Unfortunately, when [Kimmy] goes to Andrea’s office, Andrea also has no memory of what happened the night before. She, too, compartmentalizes her experiences so that she can be a very successful psychiatrist by day and a drunk by night. She says she can’t see Kimmy as a patient, because Kimmy knows the nighttime version of Andrea. Kimmy figures out how she can become one of Andrea’s patients, though. She records her during a drunken rant and uses it as blackmail…
When the usually happy-go-lucky Kimmy Schmidt officially begins therapy in Episode 10, she learns it’s actually okay to be angry. (Drunk) Andrea takes this further, recommending out of the blue that Kimmy work on her repressed anger with her mother (whom Kimmy hasn’t seen since she was kidnapped).
That cut-to-the-chase feedback is one of the major differences between drunk and not-drunk therapy. As the EW recap notes, “Daytime Andrea maintains that therapy is an ongoing process, but Nighttime Andrea asserts ‘actually, it’s always the parents’.”
Meanwhile, Andrea’s not the only game in town. Episode 11 brings Jeff Goldblum as “Dr. Dave,” a TV talk show shrink who’s gotten Cyndee, one of Kimmy’s bunkermates, into his clutches. Part of Kimmy’s mission is to undo his strong effect on her. Mariella Mosthof, Romper:
The character of Dr. Dave is a spot-on satire of talk shows that air out the sordid circumstances of people’s lives for TV audiences. It’s pretty clear that he doesn’t actually care about his ‘patients,’ considering he interrupts them to pivot to a sponsor mention whenever he can manage it. He’s not even a real psychologist — Dr. Dave admits that he merely went to pharmacy school (which is a feat on its own). His elaborately staged ‘exposure therapies’ in front of a live studio audience are clearly more for spectacle than for the good of a guest…

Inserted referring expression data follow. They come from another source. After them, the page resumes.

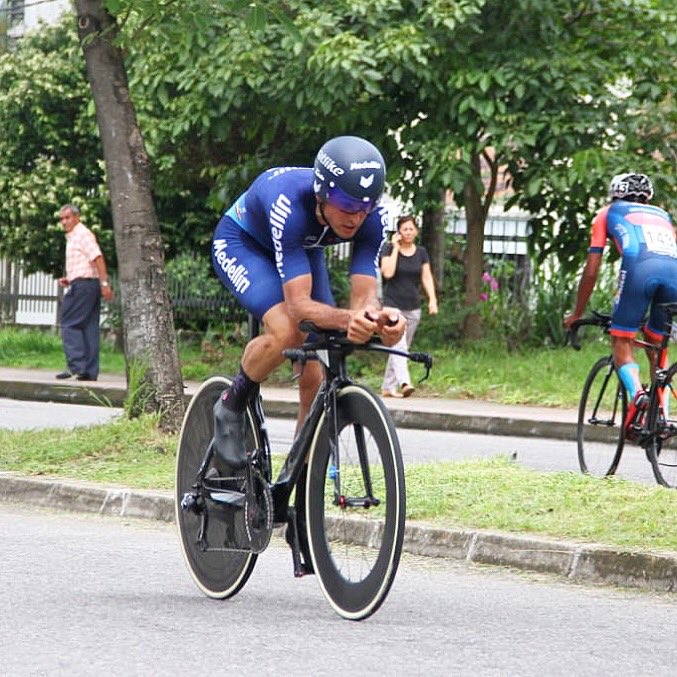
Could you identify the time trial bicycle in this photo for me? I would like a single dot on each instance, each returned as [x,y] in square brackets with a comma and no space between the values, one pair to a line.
[340,491]
[603,409]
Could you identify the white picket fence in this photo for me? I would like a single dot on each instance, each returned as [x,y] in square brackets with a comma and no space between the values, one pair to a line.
[27,299]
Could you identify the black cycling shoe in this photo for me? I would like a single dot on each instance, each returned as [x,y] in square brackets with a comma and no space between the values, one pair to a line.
[229,436]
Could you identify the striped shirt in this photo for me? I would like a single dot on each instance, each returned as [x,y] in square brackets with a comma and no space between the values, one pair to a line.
[81,250]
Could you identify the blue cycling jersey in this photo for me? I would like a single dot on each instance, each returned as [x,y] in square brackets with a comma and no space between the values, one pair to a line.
[645,238]
[271,235]
[278,211]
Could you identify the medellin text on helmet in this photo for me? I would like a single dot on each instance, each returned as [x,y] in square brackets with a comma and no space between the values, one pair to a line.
[329,163]
[370,164]
[278,215]
[237,274]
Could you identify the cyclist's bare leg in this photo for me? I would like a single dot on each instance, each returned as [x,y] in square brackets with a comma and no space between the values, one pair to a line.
[656,358]
[263,354]
[309,382]
[623,352]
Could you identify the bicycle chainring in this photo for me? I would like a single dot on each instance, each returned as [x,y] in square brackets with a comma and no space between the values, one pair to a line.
[258,513]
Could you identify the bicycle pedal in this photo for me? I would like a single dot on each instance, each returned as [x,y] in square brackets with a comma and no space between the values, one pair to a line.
[191,503]
[228,497]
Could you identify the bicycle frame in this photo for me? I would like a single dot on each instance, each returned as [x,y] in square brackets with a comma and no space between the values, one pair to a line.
[331,352]
[658,399]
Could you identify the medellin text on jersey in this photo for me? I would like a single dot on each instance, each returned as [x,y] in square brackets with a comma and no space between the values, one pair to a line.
[280,211]
[236,273]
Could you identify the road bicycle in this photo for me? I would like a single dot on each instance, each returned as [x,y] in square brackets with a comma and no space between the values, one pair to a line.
[340,491]
[603,410]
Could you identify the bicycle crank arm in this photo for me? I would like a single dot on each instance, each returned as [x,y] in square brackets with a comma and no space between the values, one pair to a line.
[358,502]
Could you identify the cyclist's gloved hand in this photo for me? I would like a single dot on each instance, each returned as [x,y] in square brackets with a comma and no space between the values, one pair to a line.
[362,325]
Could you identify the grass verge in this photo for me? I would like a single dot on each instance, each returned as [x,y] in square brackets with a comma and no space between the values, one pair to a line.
[485,494]
[482,370]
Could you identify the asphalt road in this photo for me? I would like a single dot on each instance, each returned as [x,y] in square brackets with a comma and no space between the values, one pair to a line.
[418,446]
[91,596]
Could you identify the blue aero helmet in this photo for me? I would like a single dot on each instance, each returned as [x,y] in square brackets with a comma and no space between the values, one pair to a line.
[349,173]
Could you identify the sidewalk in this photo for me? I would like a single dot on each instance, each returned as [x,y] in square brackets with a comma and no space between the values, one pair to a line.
[587,563]
[423,413]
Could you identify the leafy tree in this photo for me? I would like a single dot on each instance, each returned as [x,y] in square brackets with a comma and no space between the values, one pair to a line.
[447,89]
[148,326]
[49,150]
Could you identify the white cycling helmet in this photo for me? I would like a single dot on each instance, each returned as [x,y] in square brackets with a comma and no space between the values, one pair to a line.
[631,186]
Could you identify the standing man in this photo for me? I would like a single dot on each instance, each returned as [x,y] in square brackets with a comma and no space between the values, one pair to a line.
[268,250]
[86,282]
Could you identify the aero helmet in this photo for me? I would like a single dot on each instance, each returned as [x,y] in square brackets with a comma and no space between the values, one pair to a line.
[628,186]
[349,173]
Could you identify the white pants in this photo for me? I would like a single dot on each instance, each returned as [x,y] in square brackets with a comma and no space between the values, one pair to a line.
[397,369]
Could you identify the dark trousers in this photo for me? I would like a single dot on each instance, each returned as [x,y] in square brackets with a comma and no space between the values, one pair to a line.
[80,313]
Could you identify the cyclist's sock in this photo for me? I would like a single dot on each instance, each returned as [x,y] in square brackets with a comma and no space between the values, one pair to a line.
[629,375]
[240,392]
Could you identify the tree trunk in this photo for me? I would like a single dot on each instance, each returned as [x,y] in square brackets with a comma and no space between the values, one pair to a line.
[432,238]
[149,338]
[474,256]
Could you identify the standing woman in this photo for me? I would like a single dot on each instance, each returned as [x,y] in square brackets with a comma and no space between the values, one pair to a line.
[405,267]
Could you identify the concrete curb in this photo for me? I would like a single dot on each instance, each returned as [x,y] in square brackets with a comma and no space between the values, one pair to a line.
[404,418]
[591,564]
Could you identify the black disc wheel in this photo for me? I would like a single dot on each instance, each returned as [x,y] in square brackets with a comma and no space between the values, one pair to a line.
[216,553]
[355,535]
[601,413]
[662,448]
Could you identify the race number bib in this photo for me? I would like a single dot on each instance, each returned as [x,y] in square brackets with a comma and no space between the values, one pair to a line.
[659,240]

By Episode 12 Dr. Andrea has become a day-drinking therapist, and Kimmy, afraid of losing her to rehab, tries to provide the needed assistance instead. “Kimmy’s inability to help Andrea with her problems actually proves to be a teachable moment,” says Le Vine. “Kimmy’s therapist tells her that she doesn’t need to help everyone; she should focus on helping herself.”
More-Drunk Andrea, you see, still has the ability to say stock therapist things (and be darn proud of it). She repeatedly emphasizes, for instance, some needed reassurance that it’s not Kimmy’s fault that people like her mom have abandoned her.

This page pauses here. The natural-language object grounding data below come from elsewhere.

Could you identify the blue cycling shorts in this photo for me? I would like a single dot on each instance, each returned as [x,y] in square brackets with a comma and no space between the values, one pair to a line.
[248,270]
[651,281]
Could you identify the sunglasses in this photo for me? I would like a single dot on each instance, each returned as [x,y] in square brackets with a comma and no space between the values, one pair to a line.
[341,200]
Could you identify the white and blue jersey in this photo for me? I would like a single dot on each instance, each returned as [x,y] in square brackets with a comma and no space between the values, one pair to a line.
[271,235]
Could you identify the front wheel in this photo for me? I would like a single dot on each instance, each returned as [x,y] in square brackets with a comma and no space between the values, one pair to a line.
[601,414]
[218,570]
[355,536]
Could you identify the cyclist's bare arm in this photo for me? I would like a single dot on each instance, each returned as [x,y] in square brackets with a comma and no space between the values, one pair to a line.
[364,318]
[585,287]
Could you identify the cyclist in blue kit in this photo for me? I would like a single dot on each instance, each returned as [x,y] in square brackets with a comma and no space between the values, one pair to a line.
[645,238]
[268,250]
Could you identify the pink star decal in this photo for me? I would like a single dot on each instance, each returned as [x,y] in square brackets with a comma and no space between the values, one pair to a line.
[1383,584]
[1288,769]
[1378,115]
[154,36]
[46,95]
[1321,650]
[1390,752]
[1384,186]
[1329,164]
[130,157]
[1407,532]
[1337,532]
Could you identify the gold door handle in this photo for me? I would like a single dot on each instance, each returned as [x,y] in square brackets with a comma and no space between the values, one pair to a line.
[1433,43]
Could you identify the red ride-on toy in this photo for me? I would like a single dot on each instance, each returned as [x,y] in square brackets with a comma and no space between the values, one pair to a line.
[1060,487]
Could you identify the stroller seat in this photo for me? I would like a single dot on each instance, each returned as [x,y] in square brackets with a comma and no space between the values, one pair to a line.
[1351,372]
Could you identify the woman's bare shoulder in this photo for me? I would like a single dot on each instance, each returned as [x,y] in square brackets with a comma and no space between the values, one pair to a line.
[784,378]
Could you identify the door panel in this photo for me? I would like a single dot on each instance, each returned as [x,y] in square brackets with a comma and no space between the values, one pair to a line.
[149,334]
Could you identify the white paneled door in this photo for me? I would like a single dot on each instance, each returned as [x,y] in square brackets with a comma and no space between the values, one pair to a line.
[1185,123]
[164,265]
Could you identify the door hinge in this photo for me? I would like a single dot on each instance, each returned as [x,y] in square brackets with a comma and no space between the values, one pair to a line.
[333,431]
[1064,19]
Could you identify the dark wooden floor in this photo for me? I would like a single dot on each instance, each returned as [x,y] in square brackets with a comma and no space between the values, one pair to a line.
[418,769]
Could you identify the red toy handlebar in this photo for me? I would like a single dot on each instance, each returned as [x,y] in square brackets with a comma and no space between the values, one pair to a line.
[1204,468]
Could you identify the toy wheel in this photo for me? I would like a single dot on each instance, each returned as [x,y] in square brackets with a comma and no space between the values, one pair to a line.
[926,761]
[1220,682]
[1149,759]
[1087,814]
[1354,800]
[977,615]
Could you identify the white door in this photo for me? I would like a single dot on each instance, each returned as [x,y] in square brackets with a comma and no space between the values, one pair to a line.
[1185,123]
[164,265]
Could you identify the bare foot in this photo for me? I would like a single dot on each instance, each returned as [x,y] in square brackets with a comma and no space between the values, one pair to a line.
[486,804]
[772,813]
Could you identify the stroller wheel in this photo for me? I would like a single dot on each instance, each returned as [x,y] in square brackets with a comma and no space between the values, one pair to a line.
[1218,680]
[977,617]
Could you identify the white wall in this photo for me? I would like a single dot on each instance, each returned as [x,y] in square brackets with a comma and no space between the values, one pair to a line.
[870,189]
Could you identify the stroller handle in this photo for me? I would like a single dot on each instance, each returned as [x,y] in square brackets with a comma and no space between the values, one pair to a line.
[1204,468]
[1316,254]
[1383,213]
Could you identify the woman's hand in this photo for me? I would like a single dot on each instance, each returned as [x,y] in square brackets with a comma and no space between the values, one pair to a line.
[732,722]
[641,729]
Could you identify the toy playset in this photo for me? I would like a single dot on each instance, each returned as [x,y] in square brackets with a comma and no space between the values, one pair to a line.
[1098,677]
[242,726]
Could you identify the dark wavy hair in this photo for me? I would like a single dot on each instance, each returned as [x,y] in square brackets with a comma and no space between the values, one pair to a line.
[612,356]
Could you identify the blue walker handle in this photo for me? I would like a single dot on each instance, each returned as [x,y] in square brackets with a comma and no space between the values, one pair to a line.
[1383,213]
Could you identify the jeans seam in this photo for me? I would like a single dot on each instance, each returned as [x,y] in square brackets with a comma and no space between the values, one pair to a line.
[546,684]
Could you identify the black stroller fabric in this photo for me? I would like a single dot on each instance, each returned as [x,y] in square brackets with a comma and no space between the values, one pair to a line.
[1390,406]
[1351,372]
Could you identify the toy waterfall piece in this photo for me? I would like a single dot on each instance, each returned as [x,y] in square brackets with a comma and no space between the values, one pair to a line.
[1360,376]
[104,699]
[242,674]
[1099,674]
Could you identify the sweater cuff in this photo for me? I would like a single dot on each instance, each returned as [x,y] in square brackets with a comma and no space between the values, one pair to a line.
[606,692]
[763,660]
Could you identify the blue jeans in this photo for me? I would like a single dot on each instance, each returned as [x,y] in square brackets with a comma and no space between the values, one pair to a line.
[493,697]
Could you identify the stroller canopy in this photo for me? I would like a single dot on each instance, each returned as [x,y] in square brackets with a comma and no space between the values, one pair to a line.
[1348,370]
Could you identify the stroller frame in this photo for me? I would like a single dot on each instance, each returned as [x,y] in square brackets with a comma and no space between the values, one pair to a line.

This insight carries Kimmy Schmidt into the 13th and last episode that involves finding and confronting Mom (Lisa Kudrow) and accepting some harsh realities—just as you now have to accept that my over-sharing stops here. I mean, it is the cliffhanger, you know.
Will drunk therapy prove effective in the long run? Perhaps—in Sitcomville, that is.